Thursday, 23 April 2009
KB AFTER 40 YEARS
It was the talk of the town – a new play by K. Balachandar, after a gap of more than 40 years. And I was quite excited at the prospect of attending it. After all, I have been a faithful follower of his movies from the late 1960s.
In the intervening gap of those 40 years, Balachandar had given up his job in the Accountant General’s office and graduated from being a part time dramatist, penning his delightful plays, to cinema direction, and later when television appeared to making serials. Balachandar’s earliest pictures were productions of his plays like ‘Server Sundaram’ (though this was directed by Krishnan Panju), ‘Navagraham’ and ‘Major Chandrakant’.
In the 60s and 70s, we used to look forward to every K. Balachandar (KB) movie – and were never let down. All that we expected from him would be there - a good story, excellent characterisation, suspense and liberal doses of humour. With Nagesh in the cast, there was no dearth of that.
They made a sound team, Nagesh and Balachandar.
And so at the first show of the play ‘Pournami’, (a first for us, too!) which KB had penned and directed after 40 years, it was most touching to see, after the lights dimmed, a picture of Nagesh highlighted before the curtain went up, and the signature dialogue “Maadhu Vandhirukken” from ‘Edhirneechal’. It was followed by KB’s voice in the background chiding Nagesh for going away, leaving him behind.
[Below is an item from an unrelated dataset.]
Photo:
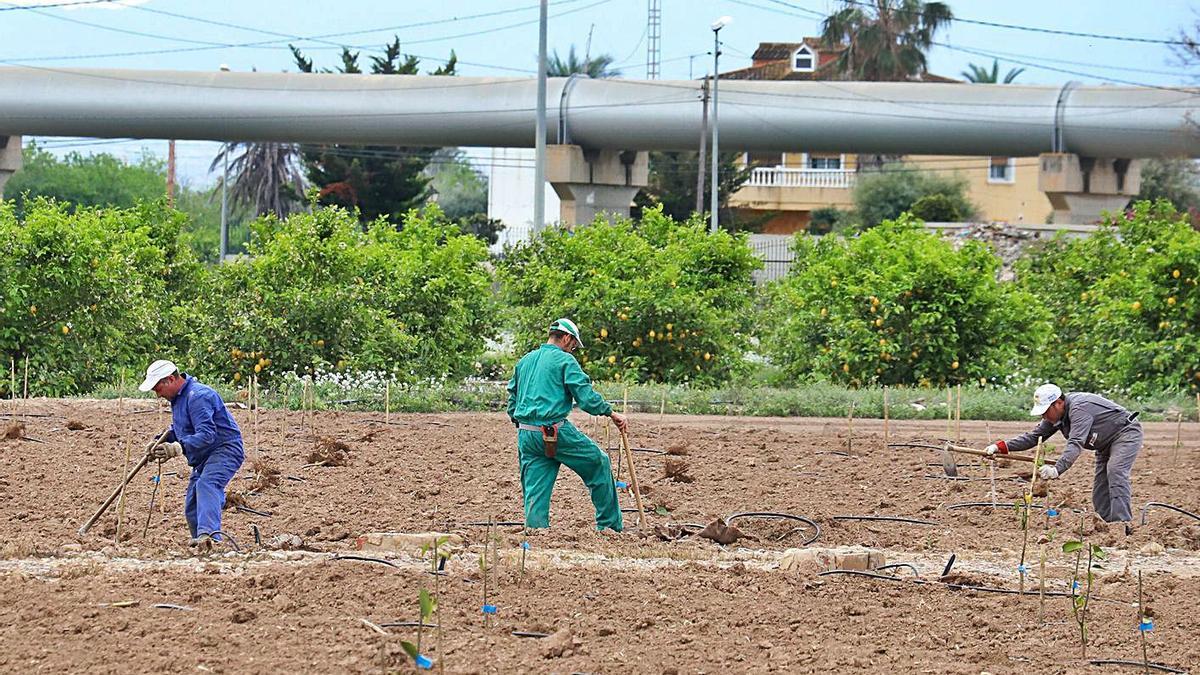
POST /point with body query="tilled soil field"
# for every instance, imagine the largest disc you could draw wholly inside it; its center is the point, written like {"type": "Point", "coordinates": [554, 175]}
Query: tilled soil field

A poignant moment, and it seemed fitting when KB dedicated the play to him.
KB also mentioned the partners of Kalakendra, who had produced all his earlier pictures.
It was good to hear him talk about his early days, and his decision to come back to his first love the stage. “I am reborn again.”, he said.
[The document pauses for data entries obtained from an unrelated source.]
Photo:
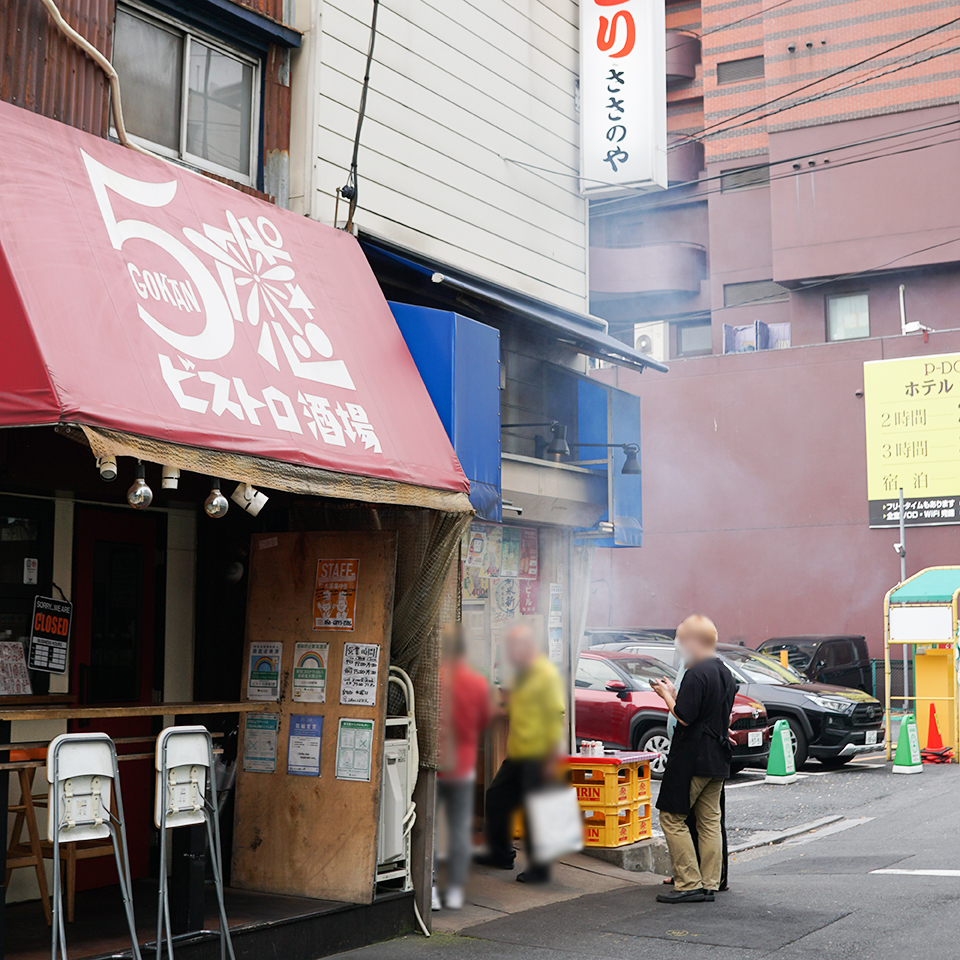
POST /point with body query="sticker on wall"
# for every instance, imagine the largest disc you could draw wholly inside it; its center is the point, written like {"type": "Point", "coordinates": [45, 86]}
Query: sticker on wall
{"type": "Point", "coordinates": [510, 552]}
{"type": "Point", "coordinates": [260, 742]}
{"type": "Point", "coordinates": [335, 596]}
{"type": "Point", "coordinates": [354, 749]}
{"type": "Point", "coordinates": [50, 634]}
{"type": "Point", "coordinates": [358, 677]}
{"type": "Point", "coordinates": [303, 745]}
{"type": "Point", "coordinates": [310, 672]}
{"type": "Point", "coordinates": [263, 680]}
‘Pournami’ is a topical story. It narrates the upheaval created in a family when a member is arrested by Pakistan authorities as a spy, when he goes there on work, and is held in exchange for the release of a terrorist. Naturally, there is a lot of scope for political pontifications – which I found boring - and some punch lines which raised some laughs. Pournami is the wife of the abducted Navneet, (who a la the Irumal thatha of ‘Ethirneechal’, never appears on stage). How, with the help of a relative who is a retired major in the army and is called - guess what? Major Chandrakant - she works to bring about his release forms the story. Shades of the movie 'Roja' here.
The performances were good - they would be, with KB at the helm. When his old production office had borrowed our ground floor premises for the shooting of one of his movies in the early 70s, we were able to see how he extracted perfect performances from his actors (including Rajnikant, then a newcomer).
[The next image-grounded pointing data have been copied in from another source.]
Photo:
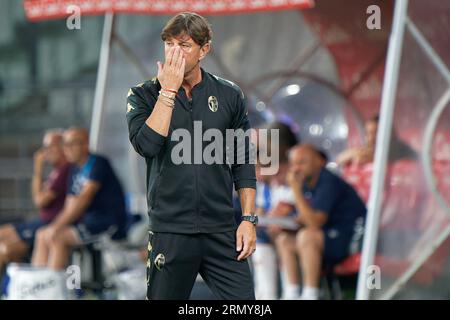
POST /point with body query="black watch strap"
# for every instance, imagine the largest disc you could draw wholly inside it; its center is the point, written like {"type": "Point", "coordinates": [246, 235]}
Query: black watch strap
{"type": "Point", "coordinates": [250, 218]}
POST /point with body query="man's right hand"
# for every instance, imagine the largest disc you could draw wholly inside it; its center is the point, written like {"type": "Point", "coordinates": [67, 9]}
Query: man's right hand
{"type": "Point", "coordinates": [39, 159]}
{"type": "Point", "coordinates": [171, 73]}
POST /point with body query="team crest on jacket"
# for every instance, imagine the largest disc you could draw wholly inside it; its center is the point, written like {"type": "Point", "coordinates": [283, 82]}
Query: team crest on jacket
{"type": "Point", "coordinates": [213, 104]}
{"type": "Point", "coordinates": [159, 262]}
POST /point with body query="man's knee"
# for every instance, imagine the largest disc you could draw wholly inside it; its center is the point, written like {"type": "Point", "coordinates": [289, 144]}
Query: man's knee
{"type": "Point", "coordinates": [284, 240]}
{"type": "Point", "coordinates": [308, 237]}
{"type": "Point", "coordinates": [40, 237]}
{"type": "Point", "coordinates": [62, 238]}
Renuka as Pournami was good and looked pretty, but somehow she was not able to cast off the mantle of Renuka totally. Fathima Babu of news reading fame, on the other hand, gave a terrific laughter-generating performance as the ‘almost got Padmasri’ lady, who is a bit of a nosy parker too. As her to-be-daughter-in-law, Kavya sends her parents (and some of us, too) up the wall with her ear constantly glued to the cell phone, when her fingers are not texting/smsing. This is a nice dig at today’s youngsters and their dependence on the mobile phone for survival. Kavya’s constant prostrating in front of Fathima to get into her good books also raised a few laughs.
The characters and situations create the humour, and the strong story keeps the play from being a mere hook on which to suspend jokes.
The actor playing Navneet’s brother*, and Poovilangu Mohan as Chandrakant also impressed, though the latter’s ‘Maon hoon na’ got on my nerves after a while.
The story moved on a single set, very pleasing to the eye, and the lighting effects were well handled, especially in the scene where Navneet is allowed to speak to his wife from jail. I wondered why Renuka did not change her costume more often, while the others did, to show the movement of time.
The play was staged under the aegis of Kartik Fine Arts, one of the leading Sabhas in Chennai, at Narada Gana Sabha Hall. And the 1500 capacity hall was full. I looked around and found no one under 30! The sabha regulars were the usual middle-aged and retired group, and ticket holders seemed to belong to that group, too. Not surprising, since KB is himself over 70, and his fans, would be in the same age group.
I was not in Chennai when his earlier plays were staged under the banner of Ragini Recreations, but seen the movies that developed from them like ‘Major Chandrakant’ and ‘Edirneechal’ - so it was good to see KB ‘live’
I went with a lot of expectations, and enjoyed myself.
But I learnt something too - you can never turn the clock back.
*I have since learnt that the actor Karthik is part of Evam, a group that has made a name for itself in producing and staging plays in English in the city.
P. S. The photos did not turn out very well, and I am disappointed a bit.